As he says, “I didn’t set out to be a buy-a-book-every-week person, but I did.” His love of books and tendency to always have something to special order or a book on hold led his brief conversations with the Teaching for Change bookstore staff to transform into what Hatter dubs “a really substantial relationship. I think I am as close to the bookstore as I am to my servers and bartenders.” He continues to be a regular patron of the Teaching for Change Bookstore and swears that despite his love of all independent bookstores he “can’t think of anywhere that’s even close to the Teaching for Change Bookstore.”
While all of his time there has been enjoyable, Hatter does have a few moments that stand out above the rest. His favorite moment was when Howard Zinn spoke. He recalls “That was like an eye opening experience because he is one of my idols. I had read A People’s History and when he actually spoke, I got to be approximately an arm’s length from him. That was amazing.”
The election of President Obama and his inauguration also rank high on his list. Hatter describes how Busboys and Poets became “grand central of the celebration” and how the mood “was like being at Mardi Gras.” Busboys remained open for 24 hours during the election and the inauguration. One of the most special moments of the whole time was a dinner held by the NAACP. Hatter recounts “it was just amazing to be an African American and to be here amongst people who are trying to direct policy and some of the most famous African Americans of my lifetime. It was amazing to witness.”
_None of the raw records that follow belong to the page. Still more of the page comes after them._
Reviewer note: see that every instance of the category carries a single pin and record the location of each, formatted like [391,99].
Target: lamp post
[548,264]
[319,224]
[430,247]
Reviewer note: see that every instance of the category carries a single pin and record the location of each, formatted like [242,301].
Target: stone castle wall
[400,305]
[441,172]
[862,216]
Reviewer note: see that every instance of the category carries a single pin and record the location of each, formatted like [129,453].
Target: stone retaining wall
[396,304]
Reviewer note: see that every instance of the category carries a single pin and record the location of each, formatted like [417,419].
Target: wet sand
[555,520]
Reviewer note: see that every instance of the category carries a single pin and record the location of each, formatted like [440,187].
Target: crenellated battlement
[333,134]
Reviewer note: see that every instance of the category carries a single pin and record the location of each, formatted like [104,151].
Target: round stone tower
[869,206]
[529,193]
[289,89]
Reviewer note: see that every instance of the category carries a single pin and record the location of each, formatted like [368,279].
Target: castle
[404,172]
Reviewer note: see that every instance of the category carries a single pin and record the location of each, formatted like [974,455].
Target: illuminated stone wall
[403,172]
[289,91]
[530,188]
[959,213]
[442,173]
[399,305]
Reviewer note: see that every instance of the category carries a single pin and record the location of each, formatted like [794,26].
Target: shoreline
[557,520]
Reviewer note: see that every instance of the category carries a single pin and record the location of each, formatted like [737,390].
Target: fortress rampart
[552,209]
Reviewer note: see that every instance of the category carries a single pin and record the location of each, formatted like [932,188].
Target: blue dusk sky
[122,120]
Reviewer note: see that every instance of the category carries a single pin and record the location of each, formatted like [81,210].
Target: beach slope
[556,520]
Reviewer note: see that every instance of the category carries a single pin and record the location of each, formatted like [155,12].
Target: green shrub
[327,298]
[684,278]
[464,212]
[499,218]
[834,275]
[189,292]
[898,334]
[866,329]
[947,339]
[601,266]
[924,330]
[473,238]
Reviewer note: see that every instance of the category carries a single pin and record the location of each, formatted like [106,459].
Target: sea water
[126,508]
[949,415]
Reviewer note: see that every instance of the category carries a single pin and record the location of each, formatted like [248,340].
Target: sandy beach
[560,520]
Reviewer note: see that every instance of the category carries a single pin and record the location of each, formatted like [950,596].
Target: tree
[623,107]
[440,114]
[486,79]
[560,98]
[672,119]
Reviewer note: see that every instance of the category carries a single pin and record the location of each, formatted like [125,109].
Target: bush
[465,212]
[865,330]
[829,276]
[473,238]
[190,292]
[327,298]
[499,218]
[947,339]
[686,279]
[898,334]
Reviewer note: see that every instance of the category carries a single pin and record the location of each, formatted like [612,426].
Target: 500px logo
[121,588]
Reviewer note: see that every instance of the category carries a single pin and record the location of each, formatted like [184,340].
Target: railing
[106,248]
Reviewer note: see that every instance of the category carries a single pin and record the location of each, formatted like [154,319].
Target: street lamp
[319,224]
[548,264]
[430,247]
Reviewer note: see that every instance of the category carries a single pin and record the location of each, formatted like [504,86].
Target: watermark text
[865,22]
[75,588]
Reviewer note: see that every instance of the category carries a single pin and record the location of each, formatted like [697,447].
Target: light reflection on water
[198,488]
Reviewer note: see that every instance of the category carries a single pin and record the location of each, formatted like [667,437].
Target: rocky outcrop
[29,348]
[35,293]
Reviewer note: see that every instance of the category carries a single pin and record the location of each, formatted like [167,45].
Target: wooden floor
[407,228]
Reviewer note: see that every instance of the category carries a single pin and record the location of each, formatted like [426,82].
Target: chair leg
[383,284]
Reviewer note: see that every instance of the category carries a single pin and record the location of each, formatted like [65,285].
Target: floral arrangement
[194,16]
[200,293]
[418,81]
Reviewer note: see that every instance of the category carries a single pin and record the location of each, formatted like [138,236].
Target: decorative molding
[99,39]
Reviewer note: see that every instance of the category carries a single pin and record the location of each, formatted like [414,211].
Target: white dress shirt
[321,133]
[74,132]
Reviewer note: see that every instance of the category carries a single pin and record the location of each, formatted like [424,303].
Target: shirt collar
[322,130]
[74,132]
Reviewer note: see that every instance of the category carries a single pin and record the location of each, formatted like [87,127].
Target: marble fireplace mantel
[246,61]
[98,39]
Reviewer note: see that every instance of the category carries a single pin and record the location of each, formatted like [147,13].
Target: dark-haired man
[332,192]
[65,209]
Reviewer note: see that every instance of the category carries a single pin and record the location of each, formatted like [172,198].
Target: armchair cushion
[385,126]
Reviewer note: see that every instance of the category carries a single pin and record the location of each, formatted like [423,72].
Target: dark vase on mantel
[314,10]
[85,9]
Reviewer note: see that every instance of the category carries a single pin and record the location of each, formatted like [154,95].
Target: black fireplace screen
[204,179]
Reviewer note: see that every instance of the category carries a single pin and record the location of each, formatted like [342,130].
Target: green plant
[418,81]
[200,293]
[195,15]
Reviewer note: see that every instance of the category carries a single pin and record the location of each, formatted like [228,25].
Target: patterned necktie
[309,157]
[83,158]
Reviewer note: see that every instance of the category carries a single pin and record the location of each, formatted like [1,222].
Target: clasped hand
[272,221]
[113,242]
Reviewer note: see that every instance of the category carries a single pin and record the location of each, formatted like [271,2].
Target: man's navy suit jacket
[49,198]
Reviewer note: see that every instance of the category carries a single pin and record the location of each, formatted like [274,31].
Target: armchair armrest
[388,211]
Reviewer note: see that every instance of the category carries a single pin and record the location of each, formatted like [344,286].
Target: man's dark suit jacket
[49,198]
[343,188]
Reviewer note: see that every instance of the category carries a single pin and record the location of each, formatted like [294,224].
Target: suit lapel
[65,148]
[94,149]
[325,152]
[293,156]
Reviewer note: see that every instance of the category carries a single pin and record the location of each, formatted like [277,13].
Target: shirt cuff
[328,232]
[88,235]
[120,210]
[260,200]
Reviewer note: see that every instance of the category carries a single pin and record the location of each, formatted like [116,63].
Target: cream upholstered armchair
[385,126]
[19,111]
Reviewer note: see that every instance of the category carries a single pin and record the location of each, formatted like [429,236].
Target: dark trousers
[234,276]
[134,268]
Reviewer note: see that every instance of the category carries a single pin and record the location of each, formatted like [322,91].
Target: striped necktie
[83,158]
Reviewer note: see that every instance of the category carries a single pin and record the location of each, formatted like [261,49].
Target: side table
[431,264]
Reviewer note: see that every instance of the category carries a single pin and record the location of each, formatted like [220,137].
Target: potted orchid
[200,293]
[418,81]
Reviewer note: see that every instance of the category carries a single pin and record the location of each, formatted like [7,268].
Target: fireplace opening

With a genial smirk, Hatter also recounts two very trying days as among some of his fondest. One in which the computer system crashed during the State of the Union speech, yet Hatter and his staff were able to seamlessly keep things running without any customers noticing nor any interruption to the service. The second being “Snowmageddon.” Despite the three feet of snow that incapacitated much of the city, Hatter and all of his staff trudged through the snow and arrived to open the restaurant on time. This dedication to ensuring that Busboys and Poets runs at its fullest potential is something Hatter holds dear. As he says, “this really is a meeting place. People really look at is as their home and you can’t shut them out of their home.”
As Hatter looks towards his future beyond Busboys and Poets, he is ready to dedicate some time to himself. He’s not entirely sure where the creative projects he is currently working on will take him, but is trying to live up to one of his favorite Toni Morrison quotes, “You have to get off the porch.” So for now Hatter’s plan is to “step away from the safety of the porch. It’s scary and it’s exciting but you never know what you can do until you start doing it.”
While the Teaching for Change staff will greatly miss his warm presence and integrity at Busboys and Poets, we wish him the very best as he steps away from the porch. We hope he’ll stop back by the home he has created at Busboys and Poets every once in a while to keep us up to date on his adventures and of course to pick up a book or two.
Interview and profile by Rachel Mullin.